One of the things that I noticed as I walked to where the waves were crashing onto the beach was a curious collection of markings in the sand close to the dynamic edge of ocean and sand. Shaped like some sort of strange language they formed thick lines and spirals, curves and question marks.
With a little patience and some observation and the maker of these markings soon emerged from the sand. The Purple Olive Snail (Olivella biplicata) is often found at the lower tide levels of sandy beaches on the west coast of Vancouver Island, British Columbia and as it plows through the sand just below the surface looking for animal and plant matter to eat it leaves behind a trail. Males interested in mating find females by following these tracks.

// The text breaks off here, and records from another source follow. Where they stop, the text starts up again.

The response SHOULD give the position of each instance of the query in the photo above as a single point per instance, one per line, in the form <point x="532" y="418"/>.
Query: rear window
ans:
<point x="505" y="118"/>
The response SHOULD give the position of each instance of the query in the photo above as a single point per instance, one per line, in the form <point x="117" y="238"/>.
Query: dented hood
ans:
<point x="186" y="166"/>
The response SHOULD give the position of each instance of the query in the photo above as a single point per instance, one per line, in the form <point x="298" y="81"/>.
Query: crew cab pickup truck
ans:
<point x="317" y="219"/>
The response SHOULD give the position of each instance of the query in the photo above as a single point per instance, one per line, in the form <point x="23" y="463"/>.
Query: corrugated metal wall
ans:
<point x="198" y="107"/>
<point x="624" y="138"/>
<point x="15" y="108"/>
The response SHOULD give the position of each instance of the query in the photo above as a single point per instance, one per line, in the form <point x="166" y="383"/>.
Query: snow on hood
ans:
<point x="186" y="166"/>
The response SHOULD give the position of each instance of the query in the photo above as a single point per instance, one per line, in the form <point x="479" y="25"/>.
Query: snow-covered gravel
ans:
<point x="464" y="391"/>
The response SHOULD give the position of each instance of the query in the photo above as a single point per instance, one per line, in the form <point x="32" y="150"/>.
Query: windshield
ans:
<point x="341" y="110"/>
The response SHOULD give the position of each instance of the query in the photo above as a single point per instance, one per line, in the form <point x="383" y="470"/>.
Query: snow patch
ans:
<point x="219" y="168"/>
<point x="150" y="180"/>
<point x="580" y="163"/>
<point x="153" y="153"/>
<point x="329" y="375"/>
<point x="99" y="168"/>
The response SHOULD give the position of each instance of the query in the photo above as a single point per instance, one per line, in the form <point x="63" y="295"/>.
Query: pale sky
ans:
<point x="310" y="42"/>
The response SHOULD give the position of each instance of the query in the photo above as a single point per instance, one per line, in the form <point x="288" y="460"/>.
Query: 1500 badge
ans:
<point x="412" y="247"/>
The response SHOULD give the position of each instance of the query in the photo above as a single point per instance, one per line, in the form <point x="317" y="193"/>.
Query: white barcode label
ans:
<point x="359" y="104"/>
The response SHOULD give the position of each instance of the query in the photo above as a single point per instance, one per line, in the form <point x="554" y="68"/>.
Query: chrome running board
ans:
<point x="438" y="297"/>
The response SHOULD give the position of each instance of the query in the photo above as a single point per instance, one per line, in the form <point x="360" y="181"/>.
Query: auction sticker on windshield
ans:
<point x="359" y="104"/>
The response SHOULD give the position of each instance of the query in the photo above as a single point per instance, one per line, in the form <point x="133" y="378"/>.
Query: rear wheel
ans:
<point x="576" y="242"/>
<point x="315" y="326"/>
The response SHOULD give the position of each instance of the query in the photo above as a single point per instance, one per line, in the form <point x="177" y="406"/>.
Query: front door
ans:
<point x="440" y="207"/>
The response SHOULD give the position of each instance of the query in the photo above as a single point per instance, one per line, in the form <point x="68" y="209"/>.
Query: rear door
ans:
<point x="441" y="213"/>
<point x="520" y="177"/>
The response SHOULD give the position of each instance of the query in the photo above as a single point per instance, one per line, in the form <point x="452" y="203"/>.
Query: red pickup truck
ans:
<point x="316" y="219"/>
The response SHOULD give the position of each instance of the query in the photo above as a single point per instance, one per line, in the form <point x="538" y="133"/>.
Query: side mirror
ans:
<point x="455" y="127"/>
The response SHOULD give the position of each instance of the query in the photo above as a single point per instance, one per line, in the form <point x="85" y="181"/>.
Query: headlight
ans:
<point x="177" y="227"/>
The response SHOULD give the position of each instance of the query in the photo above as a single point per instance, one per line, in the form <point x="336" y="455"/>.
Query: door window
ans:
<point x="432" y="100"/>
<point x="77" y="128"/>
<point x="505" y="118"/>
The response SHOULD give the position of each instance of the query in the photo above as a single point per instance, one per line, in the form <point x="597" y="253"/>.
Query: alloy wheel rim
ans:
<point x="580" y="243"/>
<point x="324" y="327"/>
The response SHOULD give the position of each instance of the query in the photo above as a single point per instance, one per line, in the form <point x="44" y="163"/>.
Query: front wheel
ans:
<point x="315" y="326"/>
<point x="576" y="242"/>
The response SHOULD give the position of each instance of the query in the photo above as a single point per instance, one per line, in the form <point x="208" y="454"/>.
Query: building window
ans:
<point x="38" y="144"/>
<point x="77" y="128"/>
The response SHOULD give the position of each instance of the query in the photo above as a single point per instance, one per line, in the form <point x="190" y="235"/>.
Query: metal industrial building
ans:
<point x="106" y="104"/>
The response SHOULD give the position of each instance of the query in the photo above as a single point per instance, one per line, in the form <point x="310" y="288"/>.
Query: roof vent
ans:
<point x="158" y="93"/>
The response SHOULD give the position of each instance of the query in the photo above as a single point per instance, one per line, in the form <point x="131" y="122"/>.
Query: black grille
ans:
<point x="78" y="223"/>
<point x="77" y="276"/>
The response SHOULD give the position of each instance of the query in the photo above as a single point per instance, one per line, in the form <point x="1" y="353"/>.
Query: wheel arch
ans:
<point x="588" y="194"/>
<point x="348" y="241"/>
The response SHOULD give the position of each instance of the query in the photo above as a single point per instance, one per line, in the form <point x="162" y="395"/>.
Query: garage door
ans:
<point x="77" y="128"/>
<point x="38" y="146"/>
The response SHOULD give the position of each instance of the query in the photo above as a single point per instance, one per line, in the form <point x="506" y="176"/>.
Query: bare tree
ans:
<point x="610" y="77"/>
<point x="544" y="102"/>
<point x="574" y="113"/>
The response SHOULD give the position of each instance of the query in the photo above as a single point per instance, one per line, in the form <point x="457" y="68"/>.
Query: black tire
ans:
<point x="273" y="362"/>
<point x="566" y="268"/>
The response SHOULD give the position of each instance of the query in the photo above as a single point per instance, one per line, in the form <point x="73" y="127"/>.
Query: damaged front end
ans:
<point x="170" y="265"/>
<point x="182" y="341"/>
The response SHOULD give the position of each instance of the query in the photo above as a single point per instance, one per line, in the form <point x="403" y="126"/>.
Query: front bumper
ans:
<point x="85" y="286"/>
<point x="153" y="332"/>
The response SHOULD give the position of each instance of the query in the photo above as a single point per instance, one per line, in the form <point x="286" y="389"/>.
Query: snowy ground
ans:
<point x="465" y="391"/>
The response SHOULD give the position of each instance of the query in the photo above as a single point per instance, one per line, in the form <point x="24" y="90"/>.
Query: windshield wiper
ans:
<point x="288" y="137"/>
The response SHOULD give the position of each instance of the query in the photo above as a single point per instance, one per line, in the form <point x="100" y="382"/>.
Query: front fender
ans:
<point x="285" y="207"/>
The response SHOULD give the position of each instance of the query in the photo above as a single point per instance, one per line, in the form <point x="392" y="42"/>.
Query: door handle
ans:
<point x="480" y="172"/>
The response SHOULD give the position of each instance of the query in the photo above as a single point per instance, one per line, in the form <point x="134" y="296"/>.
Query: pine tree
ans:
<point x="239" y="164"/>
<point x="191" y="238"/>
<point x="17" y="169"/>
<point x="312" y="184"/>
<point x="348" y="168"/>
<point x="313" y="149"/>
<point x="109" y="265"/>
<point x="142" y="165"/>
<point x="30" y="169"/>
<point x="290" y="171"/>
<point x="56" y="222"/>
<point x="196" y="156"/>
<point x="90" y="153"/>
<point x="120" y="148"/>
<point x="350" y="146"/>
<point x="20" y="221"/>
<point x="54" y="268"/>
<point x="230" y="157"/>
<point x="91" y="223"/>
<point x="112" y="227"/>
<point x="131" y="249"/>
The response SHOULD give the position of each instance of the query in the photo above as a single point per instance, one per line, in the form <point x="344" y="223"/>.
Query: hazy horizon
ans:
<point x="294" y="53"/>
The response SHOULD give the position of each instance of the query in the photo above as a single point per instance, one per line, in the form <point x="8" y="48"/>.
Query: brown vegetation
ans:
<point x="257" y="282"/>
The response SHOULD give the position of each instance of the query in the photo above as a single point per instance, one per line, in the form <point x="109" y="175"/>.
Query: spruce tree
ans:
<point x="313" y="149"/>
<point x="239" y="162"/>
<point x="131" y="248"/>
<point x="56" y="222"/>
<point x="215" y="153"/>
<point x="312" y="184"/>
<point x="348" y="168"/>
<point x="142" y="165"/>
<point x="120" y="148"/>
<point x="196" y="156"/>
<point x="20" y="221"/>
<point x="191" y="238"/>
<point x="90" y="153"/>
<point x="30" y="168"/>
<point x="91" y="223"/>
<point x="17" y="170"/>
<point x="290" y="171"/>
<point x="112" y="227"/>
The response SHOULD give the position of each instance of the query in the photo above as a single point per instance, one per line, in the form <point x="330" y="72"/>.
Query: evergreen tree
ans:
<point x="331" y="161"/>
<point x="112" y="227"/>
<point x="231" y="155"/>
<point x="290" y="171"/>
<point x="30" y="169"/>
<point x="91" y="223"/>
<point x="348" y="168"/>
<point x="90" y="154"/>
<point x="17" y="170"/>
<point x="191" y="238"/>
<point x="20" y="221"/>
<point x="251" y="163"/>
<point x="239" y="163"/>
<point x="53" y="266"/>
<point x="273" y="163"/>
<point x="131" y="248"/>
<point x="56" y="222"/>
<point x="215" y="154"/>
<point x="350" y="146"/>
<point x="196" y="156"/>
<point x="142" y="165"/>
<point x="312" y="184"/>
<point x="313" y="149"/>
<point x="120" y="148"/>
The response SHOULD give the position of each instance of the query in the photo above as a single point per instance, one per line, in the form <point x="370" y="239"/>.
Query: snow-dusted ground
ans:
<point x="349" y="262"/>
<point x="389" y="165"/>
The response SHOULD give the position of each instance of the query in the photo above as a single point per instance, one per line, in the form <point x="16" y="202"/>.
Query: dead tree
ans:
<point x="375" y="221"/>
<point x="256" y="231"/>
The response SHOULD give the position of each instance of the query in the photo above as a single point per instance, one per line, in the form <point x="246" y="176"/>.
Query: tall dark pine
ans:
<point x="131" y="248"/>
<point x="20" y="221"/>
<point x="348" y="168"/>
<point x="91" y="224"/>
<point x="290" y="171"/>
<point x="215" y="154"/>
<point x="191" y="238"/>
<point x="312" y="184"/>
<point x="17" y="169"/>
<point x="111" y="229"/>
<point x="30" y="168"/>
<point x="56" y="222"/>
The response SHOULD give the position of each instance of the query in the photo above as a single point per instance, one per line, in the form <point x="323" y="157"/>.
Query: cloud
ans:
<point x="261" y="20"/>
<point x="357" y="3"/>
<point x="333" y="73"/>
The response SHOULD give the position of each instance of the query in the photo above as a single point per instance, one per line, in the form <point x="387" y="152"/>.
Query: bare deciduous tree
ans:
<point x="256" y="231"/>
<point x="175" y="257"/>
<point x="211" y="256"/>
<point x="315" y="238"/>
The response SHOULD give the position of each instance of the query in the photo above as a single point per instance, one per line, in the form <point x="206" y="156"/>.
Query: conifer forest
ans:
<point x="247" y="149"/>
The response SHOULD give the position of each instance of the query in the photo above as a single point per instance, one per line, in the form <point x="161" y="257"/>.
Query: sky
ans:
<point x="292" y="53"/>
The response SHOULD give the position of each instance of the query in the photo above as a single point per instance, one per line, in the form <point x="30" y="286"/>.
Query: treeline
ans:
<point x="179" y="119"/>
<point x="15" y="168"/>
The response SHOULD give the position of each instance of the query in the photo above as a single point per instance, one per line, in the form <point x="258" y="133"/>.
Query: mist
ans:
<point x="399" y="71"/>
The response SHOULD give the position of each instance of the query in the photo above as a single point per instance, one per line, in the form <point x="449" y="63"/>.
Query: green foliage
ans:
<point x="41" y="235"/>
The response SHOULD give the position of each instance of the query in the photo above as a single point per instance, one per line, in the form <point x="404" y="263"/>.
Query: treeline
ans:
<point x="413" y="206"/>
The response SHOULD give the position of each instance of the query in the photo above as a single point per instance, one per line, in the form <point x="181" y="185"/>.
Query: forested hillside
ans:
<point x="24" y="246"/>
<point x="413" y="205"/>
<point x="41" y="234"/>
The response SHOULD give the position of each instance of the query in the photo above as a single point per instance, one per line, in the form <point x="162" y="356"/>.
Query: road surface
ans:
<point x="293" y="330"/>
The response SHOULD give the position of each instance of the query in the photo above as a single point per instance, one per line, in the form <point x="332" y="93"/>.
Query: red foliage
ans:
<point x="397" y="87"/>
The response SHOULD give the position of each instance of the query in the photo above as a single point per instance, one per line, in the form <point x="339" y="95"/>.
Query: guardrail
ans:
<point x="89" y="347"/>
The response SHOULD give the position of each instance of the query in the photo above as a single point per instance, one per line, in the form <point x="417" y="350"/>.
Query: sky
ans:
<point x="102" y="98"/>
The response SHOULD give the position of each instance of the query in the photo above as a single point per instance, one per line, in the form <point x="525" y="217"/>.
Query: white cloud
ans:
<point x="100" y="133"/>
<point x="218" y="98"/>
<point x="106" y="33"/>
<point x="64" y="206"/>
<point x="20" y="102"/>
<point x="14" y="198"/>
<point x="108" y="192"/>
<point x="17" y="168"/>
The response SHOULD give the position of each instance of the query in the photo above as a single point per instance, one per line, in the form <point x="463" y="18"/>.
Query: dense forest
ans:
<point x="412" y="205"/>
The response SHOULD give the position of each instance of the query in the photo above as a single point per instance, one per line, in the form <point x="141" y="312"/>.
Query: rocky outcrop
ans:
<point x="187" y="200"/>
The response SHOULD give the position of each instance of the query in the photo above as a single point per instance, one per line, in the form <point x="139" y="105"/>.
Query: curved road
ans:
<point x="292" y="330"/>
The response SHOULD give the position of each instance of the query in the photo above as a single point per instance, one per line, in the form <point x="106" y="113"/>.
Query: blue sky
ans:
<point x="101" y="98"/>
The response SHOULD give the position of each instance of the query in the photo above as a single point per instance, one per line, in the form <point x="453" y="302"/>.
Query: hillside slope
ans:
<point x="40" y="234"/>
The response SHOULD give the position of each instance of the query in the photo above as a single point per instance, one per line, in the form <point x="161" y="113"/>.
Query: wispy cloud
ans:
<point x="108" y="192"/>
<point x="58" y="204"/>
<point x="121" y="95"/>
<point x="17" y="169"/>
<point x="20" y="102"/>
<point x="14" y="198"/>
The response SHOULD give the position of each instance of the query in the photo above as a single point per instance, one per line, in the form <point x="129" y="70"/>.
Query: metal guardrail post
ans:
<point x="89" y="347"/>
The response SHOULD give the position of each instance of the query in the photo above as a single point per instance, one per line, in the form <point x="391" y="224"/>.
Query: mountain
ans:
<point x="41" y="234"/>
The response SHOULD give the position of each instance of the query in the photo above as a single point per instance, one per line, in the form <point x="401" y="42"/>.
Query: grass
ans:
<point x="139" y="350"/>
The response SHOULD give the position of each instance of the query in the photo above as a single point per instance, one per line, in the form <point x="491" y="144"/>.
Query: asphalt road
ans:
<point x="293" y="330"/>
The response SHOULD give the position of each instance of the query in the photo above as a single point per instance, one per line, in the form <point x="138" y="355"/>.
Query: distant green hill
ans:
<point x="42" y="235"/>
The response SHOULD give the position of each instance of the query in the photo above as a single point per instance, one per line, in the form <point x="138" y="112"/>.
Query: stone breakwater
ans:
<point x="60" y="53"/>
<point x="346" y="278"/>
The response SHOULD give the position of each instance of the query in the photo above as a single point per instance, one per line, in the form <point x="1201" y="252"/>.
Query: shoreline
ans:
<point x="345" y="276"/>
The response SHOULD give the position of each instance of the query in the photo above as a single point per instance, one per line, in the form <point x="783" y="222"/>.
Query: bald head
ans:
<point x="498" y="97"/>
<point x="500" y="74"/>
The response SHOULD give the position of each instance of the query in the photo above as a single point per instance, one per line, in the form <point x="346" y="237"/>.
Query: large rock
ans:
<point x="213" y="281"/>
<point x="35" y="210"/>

The Purple Olive is a beautiful snail with some interesting adaptations to the turbulent world of a wave swept sandy beach. I watched as the incoming surf picked up these snails and rolled them forward along the long axis of their oval olive-shaped shell. As soon as the water receded the snails would position themselves and dig down into the sand in preparation for the next wave. The foot of the snail is shaped somewhat like a plow and seems to facilitate both digging downward and moving through the sand. Purple Olive Snails also have a long siphon that rises up in front of the shell. Often the top of the shell and this siphon is the only thing that is visible in the sand.
I thoroughly enjoyed watching the activities of these wonderful snails, so much so that I ended up getting my hiking boots soaked! Still, I figured that the price of wet feet was more than offset by the opportunity to view these fascinating Purple Olive Snails.